All other arguments on the One Rank One Pension (OROP) issue fall by the wayside once put the most important fact on the table. It is that servicemen, retired and serving, have popular opinion with them. Our armed forces are our most loved and respected institution. If you took a vote around the country and the question was whether or not the veterans should be paid what they are asking for, the answer would be a resounding yes. That settles the most important principle of the issue. It also narrows the government's options.
The government now is left with no choice but to implement the OROP promise, whatever the cost, and howsoever disruptive it may now be to others, civilians and paramilitary forces. To hesitate now, or to say the price is too high is a little bit like somebody ordering the best dishes at a restaurant and then, when the bill comes, saying, oh, I never looked at prices on the menu.
The only answer to that is, gentlemen, you should have looked at prices on the menu before ordering. Chances also are that if you then dithered too long, or tried to bargain with the restaurant for a retrospective discount you would be treated rather rudely.
This is precisely what is happening to the NDA government now. Within weeks, the group of Indians that were its strongest — and deeply secular — supporters are now disillusioned and angry. Two of them, an officer and an Other Rank, have started a fast-unto-death. And if an Anna Hazare fasting similarly in the eighth year of the UPA had thrown it completely off-balance, this is precisely what this fast could do to the NDA. This too is taking place in the heart of the capital, is an even more TV friendly event than the last one, and is enormously more popular than Jan Lokpal.
On paper there can be no argument that two officers, each retiring at the same rank, say that of a Naik or a Brigadier, should get the same pension. On that, it seems the government agrees. But what if one retired after serving one year as a brigadier and the other after five, do they still get the same pension? That is complicated as some sections in ex-servicemen community are hazy on it. These veterans think years of service in the rank do not matter. The government argues it must.
The government argues that pension has to be calculated based on a combination of three key factors: rank at retirement, years served in that rank, and total years in military service. Further, that once pensions are fixed at new levels, these should not be increased as salaries in the same ranks increase year after year, except when reviewed and reset by subsequent pay commissions. There is justification in that argument. But they should have made it much earlier, and not promised the moon.
Let me explain the stickiest point: suppose this new set of pensions linked to ranks is fixed now and a Brigadier or a Naik gets a certain amount, say, retiring on September 1 and, as part of this implementation, you bring all those who retired earlier on the same rank to the equal pension level. What will you do when others retire at the same rank in the following months and years, as lakhs would. Will you then continue to revise the earlier retirees' pensions accordingly, and if so, at what frequency?
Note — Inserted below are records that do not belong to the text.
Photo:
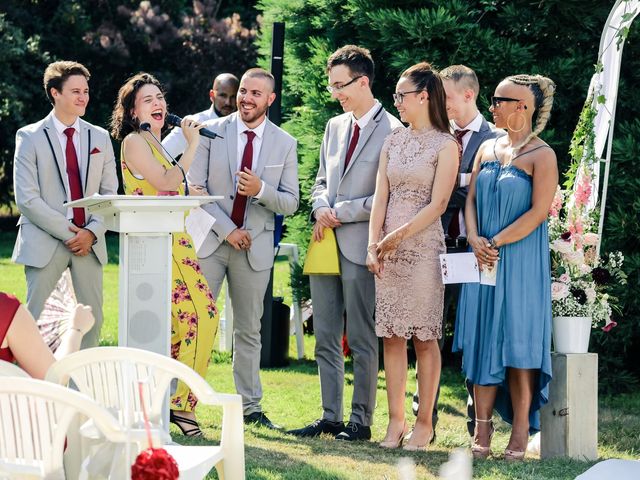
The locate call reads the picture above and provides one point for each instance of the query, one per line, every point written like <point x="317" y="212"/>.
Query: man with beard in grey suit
<point x="59" y="159"/>
<point x="341" y="199"/>
<point x="471" y="130"/>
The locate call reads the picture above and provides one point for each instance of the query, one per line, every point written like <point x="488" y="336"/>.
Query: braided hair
<point x="543" y="89"/>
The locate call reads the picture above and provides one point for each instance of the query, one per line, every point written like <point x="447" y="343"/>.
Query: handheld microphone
<point x="176" y="120"/>
<point x="147" y="128"/>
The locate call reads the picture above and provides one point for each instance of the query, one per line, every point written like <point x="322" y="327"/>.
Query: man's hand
<point x="327" y="217"/>
<point x="239" y="239"/>
<point x="249" y="184"/>
<point x="81" y="244"/>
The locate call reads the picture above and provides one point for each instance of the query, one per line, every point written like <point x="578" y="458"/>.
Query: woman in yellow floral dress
<point x="145" y="171"/>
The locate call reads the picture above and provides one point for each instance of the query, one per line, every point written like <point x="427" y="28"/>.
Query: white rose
<point x="559" y="290"/>
<point x="561" y="246"/>
<point x="590" y="238"/>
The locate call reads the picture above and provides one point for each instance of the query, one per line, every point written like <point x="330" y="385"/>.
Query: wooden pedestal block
<point x="569" y="422"/>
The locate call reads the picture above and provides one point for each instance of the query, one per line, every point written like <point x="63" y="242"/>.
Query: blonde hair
<point x="543" y="89"/>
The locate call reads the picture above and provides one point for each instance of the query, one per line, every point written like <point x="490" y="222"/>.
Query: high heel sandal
<point x="478" y="451"/>
<point x="178" y="421"/>
<point x="396" y="443"/>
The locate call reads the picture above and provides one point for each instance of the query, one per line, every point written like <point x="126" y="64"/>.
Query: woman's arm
<point x="545" y="182"/>
<point x="443" y="184"/>
<point x="378" y="214"/>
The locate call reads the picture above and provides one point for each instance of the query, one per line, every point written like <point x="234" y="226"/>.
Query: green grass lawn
<point x="292" y="399"/>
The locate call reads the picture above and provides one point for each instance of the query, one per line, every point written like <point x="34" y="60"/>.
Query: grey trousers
<point x="86" y="276"/>
<point x="246" y="289"/>
<point x="354" y="292"/>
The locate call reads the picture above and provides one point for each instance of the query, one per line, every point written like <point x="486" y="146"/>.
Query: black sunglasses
<point x="495" y="101"/>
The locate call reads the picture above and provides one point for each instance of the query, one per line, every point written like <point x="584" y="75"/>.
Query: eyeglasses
<point x="399" y="97"/>
<point x="495" y="101"/>
<point x="337" y="88"/>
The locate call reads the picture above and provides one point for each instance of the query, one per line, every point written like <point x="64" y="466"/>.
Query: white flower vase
<point x="571" y="334"/>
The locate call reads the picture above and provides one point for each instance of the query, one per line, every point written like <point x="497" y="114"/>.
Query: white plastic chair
<point x="35" y="417"/>
<point x="8" y="369"/>
<point x="111" y="375"/>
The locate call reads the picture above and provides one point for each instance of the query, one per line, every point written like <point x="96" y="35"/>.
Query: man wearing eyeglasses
<point x="471" y="130"/>
<point x="341" y="200"/>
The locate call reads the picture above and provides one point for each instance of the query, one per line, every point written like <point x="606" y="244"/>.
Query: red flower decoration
<point x="154" y="464"/>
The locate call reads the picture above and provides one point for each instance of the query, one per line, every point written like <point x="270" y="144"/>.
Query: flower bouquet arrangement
<point x="581" y="277"/>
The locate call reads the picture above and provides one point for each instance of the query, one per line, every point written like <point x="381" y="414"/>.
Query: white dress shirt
<point x="62" y="139"/>
<point x="465" y="178"/>
<point x="175" y="143"/>
<point x="257" y="145"/>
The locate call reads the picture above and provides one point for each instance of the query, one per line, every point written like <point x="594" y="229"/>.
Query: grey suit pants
<point x="86" y="276"/>
<point x="246" y="289"/>
<point x="354" y="292"/>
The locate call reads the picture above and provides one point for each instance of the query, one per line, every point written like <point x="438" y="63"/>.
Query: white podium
<point x="145" y="225"/>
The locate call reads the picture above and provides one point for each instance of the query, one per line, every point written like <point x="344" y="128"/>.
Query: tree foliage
<point x="497" y="38"/>
<point x="184" y="43"/>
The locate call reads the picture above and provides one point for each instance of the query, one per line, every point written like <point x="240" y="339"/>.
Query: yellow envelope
<point x="322" y="257"/>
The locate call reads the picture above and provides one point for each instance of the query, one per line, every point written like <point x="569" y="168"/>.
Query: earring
<point x="524" y="122"/>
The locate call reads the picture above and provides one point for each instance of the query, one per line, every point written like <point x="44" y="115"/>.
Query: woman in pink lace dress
<point x="417" y="173"/>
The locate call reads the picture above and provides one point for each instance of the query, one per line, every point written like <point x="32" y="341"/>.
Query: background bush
<point x="558" y="38"/>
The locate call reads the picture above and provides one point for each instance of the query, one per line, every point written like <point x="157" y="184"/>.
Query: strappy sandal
<point x="478" y="451"/>
<point x="179" y="421"/>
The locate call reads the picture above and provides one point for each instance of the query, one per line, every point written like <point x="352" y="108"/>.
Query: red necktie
<point x="240" y="202"/>
<point x="73" y="172"/>
<point x="454" y="225"/>
<point x="352" y="146"/>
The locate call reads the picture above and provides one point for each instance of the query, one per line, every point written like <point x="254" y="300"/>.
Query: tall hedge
<point x="557" y="38"/>
<point x="183" y="42"/>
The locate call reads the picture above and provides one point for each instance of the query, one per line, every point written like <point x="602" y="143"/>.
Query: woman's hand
<point x="485" y="255"/>
<point x="373" y="264"/>
<point x="190" y="129"/>
<point x="389" y="244"/>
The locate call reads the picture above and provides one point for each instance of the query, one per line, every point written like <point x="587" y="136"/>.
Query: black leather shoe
<point x="260" y="419"/>
<point x="317" y="428"/>
<point x="354" y="431"/>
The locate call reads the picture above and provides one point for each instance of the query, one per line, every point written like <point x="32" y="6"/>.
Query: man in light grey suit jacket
<point x="59" y="159"/>
<point x="342" y="198"/>
<point x="254" y="166"/>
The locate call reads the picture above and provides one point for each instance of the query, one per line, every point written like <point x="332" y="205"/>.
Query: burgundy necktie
<point x="240" y="202"/>
<point x="73" y="172"/>
<point x="352" y="146"/>
<point x="454" y="225"/>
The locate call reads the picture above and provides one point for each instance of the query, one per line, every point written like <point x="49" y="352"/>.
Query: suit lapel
<point x="56" y="150"/>
<point x="365" y="133"/>
<point x="231" y="134"/>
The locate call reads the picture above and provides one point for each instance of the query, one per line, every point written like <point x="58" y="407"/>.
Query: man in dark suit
<point x="471" y="130"/>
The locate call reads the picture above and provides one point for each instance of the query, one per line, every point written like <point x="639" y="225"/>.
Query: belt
<point x="460" y="242"/>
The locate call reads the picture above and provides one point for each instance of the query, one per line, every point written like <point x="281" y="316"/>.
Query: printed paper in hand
<point x="198" y="224"/>
<point x="459" y="268"/>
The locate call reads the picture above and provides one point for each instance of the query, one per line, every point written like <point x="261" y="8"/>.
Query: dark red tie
<point x="240" y="202"/>
<point x="73" y="172"/>
<point x="454" y="225"/>
<point x="352" y="146"/>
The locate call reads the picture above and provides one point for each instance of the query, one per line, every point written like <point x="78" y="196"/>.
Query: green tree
<point x="557" y="38"/>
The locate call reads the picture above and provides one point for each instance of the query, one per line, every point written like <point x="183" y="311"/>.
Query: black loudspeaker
<point x="275" y="336"/>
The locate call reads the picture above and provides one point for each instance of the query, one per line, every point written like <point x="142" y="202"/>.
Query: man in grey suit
<point x="254" y="166"/>
<point x="59" y="159"/>
<point x="471" y="130"/>
<point x="223" y="102"/>
<point x="341" y="199"/>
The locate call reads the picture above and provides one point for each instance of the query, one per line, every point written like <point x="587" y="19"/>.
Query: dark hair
<point x="122" y="121"/>
<point x="57" y="73"/>
<point x="426" y="78"/>
<point x="357" y="59"/>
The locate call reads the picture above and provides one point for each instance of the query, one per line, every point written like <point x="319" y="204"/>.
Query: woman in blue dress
<point x="505" y="330"/>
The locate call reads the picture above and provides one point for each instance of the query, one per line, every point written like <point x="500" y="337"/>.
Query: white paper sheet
<point x="198" y="224"/>
<point x="459" y="268"/>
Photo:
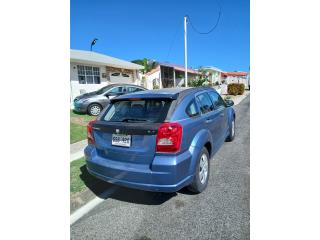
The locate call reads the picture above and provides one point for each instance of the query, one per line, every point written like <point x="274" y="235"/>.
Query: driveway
<point x="222" y="211"/>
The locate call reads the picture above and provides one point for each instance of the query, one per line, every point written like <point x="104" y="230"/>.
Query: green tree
<point x="146" y="63"/>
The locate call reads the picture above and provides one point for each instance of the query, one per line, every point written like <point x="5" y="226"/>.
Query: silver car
<point x="93" y="102"/>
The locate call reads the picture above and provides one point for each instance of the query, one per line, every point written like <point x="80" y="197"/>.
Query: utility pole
<point x="185" y="53"/>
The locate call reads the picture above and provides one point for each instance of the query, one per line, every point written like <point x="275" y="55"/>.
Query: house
<point x="89" y="71"/>
<point x="166" y="75"/>
<point x="213" y="74"/>
<point x="236" y="77"/>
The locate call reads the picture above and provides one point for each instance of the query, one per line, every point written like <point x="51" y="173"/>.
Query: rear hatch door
<point x="127" y="131"/>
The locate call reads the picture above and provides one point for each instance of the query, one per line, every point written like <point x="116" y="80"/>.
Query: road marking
<point x="79" y="213"/>
<point x="76" y="155"/>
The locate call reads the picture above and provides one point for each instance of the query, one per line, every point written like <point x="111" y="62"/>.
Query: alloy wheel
<point x="203" y="169"/>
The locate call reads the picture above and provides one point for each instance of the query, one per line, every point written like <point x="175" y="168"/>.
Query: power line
<point x="212" y="29"/>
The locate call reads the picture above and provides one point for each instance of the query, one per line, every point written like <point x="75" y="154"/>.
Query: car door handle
<point x="209" y="120"/>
Again, there is a point, but nobody has tried explaining these issues to the rank and file. The government would want to freeze the new pensions at the settlement arrived at today, and then have subsequent pay commissions look at future revisions. This isn't acceptable to the veterans.
As if this isn't bad enough, a greater complication arises from the fact that even the ex-servicemen are not like a well-organised trade union with a leadership that represents all, and can negotiate formally on their behalf.
Armed forces personnel are classified with great clarity according to rank. And given how hierarchical they are, there is no surprise that most of the leaders talking to the government are retired senior officers.
Let's move now to the next most important fact. Nobody in the BJP can deny that in the run-up to the elections they politicised Indian soldiers as no other party had done in the past. They painted the UPA government as not just weak, but also callous and not soldier-friendly. In the campaign rhetoric they pushed it further by linking nationalism with an unprecedented new militarism. The basic tone of the BJP election campaign was the most hawkish and militaristic ever in our history. Several senior and recently retired soldiers joined the party on the eve of elections, as did many top officers from other national security organisations, intelligence agencies (including the RAW chief), and the IAS (including the Union home secretary).
The campaign was built on national security issues and the propaganda that the previous government had ignored it and ill-treated those responsible for ensuring it, particularly the armed forces. The armed forces voted heavily for the BJP, the veterans became its most vocal supporters and fellow travellers. But now, with the costs of these promises staring them in the face, BJP leaders are hesitating.
They must conclude this now. There is no need to negotiate further. They are the government. They should decide what they think is fairest and what India can afford to pay its finest citizens. Many will be left unhappy, but every pay commission too leaves many unhappy. The government should then go out and explain the details of the new pension norms to the soldiering community. Waffling is a most disastrous approach. And remember, India voted resoundingly for Narendra Modi because he promised a decisive government.
In the UAE on Monday, Modi complained he had inherited a lazy, slothful, indecisive system and was going to change it. He could begin by taking a decision on the OROP issue and take the consequences on the chin. Delay is now allowing resentment to seep into the ranks of serving soldiers.